EU-Gericht weist Klagen gegen Abwasserrichtlinie zurück
Im Streit um die Beteiligung an den Kosten für die Abwasserreinigung haben die Pharmaunternehmen eine juristische Niederlage erlitten. Das Gericht der EU, eine Vorinstanz des Europäischen Gerichtshofes, wies die in drei Hauptverfahren zusammengefassten 16 Klagen der Pharma- und der Kosmetikindustrie gegen die Kommunale Abwasserrichtlinie (KARL) als unzulässig ab.
Die Anfang 2025 in Kraft getretene KARL-Neufassung verpflichtet auch die Hersteller von Arznei- und Kosmetikprodukten zur Beteiligung an den Kosten für eine zusätzliche vierte Reinigungsstufe in Kläranlagen. Sie dient dem Ausfiltern von Mikroschadstoffen, darunter Arzneimittelrückstände und sogenannte Ewigkeitschemikalien (PFAS). Die Richtlinie muss bis zum 31. Juli 2027 von den EU-Staaten umgesetzt werden. Vorgesehen ist ein stufenweiser Ausbau der Kläranlagen bis 2045. Betroffen sind Anlagen, die das Abwasser von mehr als 10.000 Einwohnern reinigen.

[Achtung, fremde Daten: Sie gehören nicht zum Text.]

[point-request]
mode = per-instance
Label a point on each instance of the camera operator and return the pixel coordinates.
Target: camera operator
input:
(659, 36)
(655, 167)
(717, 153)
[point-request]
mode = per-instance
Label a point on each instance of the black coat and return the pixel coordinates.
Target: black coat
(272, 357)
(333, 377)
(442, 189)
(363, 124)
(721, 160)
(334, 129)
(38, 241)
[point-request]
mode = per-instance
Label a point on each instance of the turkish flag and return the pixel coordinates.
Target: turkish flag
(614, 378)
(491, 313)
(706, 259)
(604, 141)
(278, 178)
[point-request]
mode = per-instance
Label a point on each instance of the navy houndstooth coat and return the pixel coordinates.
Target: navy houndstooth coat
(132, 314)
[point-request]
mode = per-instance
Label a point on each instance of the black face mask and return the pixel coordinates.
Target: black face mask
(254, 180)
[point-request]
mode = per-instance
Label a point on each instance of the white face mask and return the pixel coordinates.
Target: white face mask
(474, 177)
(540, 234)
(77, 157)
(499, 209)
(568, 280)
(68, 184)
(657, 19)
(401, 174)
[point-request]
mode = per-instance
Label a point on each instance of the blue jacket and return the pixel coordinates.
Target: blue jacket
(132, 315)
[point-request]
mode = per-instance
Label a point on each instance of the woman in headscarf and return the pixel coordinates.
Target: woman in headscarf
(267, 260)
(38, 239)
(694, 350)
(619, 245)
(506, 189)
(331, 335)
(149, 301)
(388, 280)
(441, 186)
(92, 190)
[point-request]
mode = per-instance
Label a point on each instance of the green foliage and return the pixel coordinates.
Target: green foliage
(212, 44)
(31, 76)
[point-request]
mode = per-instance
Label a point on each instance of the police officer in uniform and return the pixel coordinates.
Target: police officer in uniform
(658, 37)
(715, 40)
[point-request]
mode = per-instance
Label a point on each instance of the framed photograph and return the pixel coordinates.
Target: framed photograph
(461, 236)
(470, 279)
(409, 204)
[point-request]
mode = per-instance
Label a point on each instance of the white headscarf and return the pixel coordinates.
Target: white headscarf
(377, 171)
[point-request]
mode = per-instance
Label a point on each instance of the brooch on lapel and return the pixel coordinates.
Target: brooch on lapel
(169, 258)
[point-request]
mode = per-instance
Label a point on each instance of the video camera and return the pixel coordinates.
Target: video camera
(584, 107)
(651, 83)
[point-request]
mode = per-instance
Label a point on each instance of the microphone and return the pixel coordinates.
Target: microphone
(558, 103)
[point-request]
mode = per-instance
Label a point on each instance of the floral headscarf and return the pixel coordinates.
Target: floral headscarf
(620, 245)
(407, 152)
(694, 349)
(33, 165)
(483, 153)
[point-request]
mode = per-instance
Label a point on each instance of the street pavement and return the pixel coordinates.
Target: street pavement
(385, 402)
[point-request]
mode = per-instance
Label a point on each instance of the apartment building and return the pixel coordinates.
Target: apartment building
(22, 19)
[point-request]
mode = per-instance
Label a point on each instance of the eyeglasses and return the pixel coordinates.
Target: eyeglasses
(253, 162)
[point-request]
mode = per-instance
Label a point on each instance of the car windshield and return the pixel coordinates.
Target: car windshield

Die Pharmaverbände halten die in der Richtlinie festgeschriebene erweiterte Herstellerverantwortung für rechtswidrig. Der Verband Pharma Deutschland beziffert die entsprechenden Kosten für die Branche auf rund eine Milliarde Euro und warnt vor negativen Folgen für Pharmainvestitionen in Europa. Der Verband der kommunalen Unternehmen (VKU) und der Bundesverband der Energie- und Wasserwirtschaft begrüßten dagegen das Urteil und forderten die Industrie zu konstruktiver Zusammenarbeit auf.